What light does Taylor’s theory of “social imaginaries” throw on all this? In essence we see that while the two societies in which both these acts take place – the ruthless and relentless slaughter of the unborn in one; the terrible but much less frequent honour killing of young girls who want to assert their independence in the other – look worlds apart they are in fact no different from each other in real terms. They are only different in the “imaginings” of those who perpetrate them.
The encouragement I get from my reading of Taylor is in his reflection on how the process of change takes place in these “social imaginaries”. In it we can see how mankind and societies have moved from the social acceptance of forms of behaviour to non-acceptance and even revulsion and horror at the same behaviour.
The tribal chiefs of Balochistan are clearly at ease with the practice of their tribe – as were many of the “great and good” of the 18th century with the practice of slavery and the brutality of the slave-trade. Many of the “great and good” of our own time have no qualms about the mass slaughter in progress in hospitals and clinics across the western world. Indeed, for many, contributing to it could just be part of what “being a good mom” might be about.

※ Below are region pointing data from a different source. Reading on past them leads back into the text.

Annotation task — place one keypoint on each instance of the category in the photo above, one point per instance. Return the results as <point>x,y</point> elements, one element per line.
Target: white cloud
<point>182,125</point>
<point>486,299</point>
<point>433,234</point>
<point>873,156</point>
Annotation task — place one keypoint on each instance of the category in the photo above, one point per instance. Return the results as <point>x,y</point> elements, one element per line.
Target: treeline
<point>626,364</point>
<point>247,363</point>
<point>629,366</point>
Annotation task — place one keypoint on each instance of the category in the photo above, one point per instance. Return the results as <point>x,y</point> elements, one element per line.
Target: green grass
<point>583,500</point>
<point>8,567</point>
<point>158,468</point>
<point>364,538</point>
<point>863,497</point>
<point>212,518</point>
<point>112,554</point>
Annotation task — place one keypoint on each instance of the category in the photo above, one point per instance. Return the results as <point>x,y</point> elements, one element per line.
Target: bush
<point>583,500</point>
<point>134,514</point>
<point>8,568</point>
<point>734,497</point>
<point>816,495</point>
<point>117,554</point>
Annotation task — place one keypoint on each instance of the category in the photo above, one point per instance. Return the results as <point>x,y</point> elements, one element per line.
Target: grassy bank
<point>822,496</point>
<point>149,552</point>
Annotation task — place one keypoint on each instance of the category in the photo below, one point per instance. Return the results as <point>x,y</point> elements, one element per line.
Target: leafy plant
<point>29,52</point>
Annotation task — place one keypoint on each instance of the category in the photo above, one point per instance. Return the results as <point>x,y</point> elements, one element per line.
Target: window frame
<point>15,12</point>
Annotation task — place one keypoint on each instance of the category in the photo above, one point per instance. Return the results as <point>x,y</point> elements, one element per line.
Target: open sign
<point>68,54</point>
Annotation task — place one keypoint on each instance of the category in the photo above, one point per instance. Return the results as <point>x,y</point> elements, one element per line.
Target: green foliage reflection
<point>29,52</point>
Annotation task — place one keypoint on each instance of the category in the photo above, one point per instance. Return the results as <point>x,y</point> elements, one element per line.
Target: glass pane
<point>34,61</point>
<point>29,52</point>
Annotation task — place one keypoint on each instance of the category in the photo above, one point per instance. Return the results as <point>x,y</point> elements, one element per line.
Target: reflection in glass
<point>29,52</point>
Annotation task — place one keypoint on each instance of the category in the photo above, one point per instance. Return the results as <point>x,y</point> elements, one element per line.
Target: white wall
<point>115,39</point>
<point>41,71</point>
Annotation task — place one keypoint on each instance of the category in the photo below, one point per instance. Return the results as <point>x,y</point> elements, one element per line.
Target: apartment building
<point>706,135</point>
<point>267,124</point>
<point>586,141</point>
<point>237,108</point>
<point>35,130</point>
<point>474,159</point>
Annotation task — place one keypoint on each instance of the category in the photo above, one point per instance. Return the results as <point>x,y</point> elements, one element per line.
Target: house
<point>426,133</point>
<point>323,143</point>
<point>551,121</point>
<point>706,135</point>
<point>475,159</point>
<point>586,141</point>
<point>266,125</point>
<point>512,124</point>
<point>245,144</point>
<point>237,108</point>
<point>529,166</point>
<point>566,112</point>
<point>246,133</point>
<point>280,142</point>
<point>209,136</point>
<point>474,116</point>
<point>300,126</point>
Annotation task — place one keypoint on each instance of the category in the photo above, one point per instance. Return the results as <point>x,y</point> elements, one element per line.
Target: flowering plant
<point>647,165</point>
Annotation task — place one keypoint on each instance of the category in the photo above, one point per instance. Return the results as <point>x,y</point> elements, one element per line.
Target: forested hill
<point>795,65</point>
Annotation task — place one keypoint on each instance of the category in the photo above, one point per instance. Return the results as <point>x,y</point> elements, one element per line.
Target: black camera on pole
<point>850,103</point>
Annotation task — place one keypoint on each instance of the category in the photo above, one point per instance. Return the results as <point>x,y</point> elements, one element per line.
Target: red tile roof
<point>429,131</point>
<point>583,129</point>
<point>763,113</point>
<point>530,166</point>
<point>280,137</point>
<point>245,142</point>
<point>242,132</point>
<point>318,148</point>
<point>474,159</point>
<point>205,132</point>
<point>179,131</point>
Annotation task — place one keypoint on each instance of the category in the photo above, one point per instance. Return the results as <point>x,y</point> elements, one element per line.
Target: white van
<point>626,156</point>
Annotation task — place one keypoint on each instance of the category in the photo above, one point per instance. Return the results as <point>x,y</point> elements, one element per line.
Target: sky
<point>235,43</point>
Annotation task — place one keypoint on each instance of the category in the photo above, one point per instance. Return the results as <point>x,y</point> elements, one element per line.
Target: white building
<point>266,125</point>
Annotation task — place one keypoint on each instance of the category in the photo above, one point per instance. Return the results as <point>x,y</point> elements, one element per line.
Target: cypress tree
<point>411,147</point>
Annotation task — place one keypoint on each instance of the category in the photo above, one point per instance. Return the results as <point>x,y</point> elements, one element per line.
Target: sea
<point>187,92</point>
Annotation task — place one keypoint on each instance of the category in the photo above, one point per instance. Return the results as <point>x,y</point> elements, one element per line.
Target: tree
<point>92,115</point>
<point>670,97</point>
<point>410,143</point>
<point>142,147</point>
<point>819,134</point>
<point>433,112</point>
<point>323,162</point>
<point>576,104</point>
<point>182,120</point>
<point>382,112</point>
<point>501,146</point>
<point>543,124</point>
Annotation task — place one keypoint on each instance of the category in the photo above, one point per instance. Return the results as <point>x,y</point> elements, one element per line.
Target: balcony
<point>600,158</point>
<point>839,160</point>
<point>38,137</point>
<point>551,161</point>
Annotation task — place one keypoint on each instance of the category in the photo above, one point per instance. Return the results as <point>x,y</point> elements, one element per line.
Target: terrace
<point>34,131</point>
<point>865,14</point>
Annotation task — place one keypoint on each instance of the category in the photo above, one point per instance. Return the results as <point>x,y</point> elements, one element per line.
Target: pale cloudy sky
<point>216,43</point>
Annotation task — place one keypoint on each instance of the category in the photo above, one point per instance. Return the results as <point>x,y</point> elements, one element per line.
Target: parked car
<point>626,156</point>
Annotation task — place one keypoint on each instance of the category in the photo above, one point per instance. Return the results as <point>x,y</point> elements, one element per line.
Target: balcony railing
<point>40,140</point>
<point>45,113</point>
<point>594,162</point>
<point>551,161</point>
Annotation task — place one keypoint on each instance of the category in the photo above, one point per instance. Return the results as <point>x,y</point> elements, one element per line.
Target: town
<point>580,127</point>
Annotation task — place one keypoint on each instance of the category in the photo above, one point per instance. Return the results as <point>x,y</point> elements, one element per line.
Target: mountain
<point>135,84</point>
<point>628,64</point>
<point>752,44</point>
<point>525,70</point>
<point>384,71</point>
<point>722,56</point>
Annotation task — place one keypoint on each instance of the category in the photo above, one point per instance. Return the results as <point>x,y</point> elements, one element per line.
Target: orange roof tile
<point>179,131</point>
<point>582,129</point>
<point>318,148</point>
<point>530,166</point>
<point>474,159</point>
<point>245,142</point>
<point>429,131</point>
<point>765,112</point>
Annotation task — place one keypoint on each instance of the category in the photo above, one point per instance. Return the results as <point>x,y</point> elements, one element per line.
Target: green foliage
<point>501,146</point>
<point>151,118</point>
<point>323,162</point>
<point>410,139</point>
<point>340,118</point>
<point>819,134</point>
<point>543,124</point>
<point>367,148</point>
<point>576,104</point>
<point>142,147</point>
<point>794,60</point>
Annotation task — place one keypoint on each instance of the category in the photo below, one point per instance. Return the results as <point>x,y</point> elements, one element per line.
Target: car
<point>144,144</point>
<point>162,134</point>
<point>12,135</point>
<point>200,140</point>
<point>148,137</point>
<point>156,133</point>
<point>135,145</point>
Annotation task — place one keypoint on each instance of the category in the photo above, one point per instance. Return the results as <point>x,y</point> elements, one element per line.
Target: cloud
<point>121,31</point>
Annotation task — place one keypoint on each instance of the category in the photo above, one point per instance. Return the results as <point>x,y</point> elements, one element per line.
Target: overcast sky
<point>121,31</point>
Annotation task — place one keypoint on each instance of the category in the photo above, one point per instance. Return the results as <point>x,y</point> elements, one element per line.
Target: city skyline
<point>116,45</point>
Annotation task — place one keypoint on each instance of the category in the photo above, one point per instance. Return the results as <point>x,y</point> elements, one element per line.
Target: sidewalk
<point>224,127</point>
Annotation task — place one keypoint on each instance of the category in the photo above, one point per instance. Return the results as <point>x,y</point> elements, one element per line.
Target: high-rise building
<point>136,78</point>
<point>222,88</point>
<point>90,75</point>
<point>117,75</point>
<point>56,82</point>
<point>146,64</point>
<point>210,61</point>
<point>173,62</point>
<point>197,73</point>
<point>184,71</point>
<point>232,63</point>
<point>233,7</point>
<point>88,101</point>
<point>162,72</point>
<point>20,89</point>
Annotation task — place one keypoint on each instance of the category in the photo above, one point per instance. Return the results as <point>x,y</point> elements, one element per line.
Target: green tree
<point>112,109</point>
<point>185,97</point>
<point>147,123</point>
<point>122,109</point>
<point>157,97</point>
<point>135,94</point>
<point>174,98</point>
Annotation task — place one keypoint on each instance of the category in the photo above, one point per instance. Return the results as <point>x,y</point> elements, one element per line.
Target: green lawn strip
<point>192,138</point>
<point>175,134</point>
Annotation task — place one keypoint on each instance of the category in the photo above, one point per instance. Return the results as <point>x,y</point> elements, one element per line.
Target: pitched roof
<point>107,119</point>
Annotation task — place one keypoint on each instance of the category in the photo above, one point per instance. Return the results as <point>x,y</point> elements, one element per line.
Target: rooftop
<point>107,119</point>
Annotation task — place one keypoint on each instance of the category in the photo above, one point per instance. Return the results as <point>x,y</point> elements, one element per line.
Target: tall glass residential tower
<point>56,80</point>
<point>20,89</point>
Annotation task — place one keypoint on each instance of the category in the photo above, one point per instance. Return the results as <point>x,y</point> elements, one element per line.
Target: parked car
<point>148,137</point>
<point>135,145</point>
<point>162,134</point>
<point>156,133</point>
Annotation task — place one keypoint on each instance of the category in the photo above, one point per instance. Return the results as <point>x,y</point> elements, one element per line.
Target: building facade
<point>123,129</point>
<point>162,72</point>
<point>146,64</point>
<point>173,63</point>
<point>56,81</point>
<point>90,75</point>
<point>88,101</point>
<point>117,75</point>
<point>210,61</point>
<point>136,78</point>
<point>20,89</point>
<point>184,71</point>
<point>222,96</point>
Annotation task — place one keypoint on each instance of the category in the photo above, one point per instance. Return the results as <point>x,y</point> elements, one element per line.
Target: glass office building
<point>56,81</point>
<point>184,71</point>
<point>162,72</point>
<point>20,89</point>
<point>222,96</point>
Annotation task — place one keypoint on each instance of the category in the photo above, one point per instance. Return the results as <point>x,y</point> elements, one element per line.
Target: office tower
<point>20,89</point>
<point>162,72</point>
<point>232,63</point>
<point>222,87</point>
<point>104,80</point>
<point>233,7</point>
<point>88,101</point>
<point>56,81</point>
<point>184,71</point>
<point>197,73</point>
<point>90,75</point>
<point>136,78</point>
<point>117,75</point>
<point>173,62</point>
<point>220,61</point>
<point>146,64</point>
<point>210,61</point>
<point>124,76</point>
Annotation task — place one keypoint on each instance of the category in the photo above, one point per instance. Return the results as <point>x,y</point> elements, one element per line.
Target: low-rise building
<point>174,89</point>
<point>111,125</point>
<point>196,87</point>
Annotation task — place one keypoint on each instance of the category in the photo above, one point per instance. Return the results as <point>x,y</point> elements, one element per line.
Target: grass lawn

What Taylor’s thinking suggests is that all this need not always be so and that moral sensibility does change if our “social imaginaries” can be changed. William Wilberforce effected the change in social imagination of his time and this was what brought the slave trade to its knees. Slavery sadly still exists but the “civilised” world at least has set its face against it and seeks to eradicate it. Sadly also, human beings will continue to kill each other, born or unborn, – probably until the end of time – but we can hope for a time when our imagining and our vision of how our society should be will always seek to prohibit such slaughter.
And a further consideration which I glean from Taylor seems to deepen the hope that we might have that rather than being on a slippery slope to more and more of this mayhem, we may in fact be climbing to a new flowering of the civilization of life. The practice of abortion is not new. What is new – at least on the scale on which we have it now – is the legal sanction of the practice. It is now carried out in the name of every member of those democratic societies in which it is legalised.
But this very sanction has the effect of bringing the practice into deep and potentially disturbing focus and therefore can be the very catalyst which may bring about the moral revulsion which should be the natural and rational response to such slaughter of innocent life. A Royal Navy which protected the slave ships crossing to and forth across the Atlantic in the 18th century revolted the British people thanks to the work of William Wilberforce and his friends. In the 19th the Royal Navy became the agent for the abolition of that brutal trade. This is a process of change which can be brought into play again. Indeed it is already in play. We can hope that the day will come when the conventional “wisdom” which says that it is moral and proper for one human being to chose to terminate the life of another in certain given circumstances will have no place in the social imagination of anyone.